Vendors recommended that carriers prioritize the business activities they aim to manage with software, such as dispatching and increased asset utilization, for example.
“There are a ton of capabilities” to consider when assessing a system, said Brian Hodgson, senior vice president of industry strategy for Descartes.
The goal is to ensure that “the higher-value areas are going to get improved and automated,” he said.
Hodgson added that most TMS systems “are fairly configurable”—meaning they can be adjusted without straying far from the core software. An example of configurability is the assigning of loads to a particular driver or truck based on commodity or destination.

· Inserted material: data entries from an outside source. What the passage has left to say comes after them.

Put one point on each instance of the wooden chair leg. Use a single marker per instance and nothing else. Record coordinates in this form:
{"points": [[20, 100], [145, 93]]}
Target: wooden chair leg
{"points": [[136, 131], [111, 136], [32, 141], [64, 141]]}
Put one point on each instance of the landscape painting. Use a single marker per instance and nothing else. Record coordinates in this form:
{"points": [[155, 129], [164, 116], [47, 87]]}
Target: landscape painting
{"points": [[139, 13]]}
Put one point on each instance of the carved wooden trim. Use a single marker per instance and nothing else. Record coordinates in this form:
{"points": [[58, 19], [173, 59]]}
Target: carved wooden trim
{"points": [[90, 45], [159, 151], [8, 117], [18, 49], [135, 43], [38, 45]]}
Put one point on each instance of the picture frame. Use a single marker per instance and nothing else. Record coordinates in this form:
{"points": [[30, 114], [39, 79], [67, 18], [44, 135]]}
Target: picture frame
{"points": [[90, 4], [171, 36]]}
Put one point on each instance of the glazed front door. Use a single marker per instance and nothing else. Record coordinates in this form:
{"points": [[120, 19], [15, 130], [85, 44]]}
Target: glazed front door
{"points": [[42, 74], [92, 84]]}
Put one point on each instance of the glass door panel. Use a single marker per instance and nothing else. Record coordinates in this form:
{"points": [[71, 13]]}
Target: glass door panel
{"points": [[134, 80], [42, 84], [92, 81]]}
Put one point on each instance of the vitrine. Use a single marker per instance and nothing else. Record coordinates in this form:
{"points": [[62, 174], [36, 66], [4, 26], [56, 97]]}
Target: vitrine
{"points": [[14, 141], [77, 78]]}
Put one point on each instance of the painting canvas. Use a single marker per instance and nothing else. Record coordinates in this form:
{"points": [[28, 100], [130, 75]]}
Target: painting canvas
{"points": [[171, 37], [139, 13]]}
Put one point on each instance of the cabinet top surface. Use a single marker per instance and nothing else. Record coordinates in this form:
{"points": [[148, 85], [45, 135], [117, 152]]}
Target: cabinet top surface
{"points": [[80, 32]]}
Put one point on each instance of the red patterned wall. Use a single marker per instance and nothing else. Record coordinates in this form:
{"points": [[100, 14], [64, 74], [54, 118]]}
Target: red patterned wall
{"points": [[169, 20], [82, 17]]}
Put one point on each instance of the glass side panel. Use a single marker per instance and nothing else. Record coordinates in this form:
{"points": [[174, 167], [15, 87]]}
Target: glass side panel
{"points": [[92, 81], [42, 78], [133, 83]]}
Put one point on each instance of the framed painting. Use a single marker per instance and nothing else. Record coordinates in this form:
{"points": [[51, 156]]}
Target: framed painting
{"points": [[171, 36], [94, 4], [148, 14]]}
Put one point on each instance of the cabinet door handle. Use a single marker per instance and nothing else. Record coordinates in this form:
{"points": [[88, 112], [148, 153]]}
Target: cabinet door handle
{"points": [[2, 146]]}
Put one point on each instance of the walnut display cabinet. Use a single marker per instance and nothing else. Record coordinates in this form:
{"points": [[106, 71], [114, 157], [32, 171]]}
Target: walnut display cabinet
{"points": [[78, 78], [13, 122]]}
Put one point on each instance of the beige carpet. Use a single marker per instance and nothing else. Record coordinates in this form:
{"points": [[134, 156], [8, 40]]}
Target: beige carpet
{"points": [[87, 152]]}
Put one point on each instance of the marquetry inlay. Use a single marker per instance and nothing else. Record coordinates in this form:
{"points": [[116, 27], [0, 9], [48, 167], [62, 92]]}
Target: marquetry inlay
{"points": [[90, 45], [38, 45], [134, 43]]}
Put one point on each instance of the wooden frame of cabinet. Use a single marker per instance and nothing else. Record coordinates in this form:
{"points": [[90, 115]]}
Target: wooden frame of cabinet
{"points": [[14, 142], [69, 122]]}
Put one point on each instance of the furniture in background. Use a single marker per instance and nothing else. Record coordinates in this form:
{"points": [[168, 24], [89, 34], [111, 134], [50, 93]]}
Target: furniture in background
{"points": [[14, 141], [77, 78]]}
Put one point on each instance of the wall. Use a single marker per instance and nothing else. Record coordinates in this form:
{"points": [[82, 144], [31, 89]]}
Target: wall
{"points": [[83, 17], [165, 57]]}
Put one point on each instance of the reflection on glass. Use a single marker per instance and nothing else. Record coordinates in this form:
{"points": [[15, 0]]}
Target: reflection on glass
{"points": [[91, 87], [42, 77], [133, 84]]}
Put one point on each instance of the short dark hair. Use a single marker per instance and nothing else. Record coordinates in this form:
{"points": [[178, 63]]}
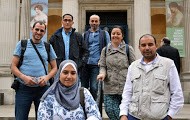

“Those are standard configurables in many TMS [systems],” Hodgson said. “Customization” on the other hand, “can take you down a path … that’s expensive to implement from a software provider’s standpoint,” he said.
Implementation costs are shaped by a carrier’s willingness to adapt to industry best practices, which have been defined by TMS providers that have implemented systems “hundreds and hundreds of times,” Trimble’s Delaney said.
Loading clean, accurate data is critical.
“If you don’t make the upfront investment in putting in quality data, scrubbing your data, what you’ll end up with is a very elongated implementation as you struggle to find those errors and deal with them on an exception basis over a period of time,” Delaney said.
As a carrier becomes accustomed to the ways a TMS calculates rates and automates billing and other tasks, operations personnel begin to think differently about how they do their work, Delaney said.
“You can be more proactive,” he said. “When a driver is running three hours late, you can see that in the system and you can make an adjustment to save that load. That’s a change in people’s thinking … changing behavior to maximize business potential.”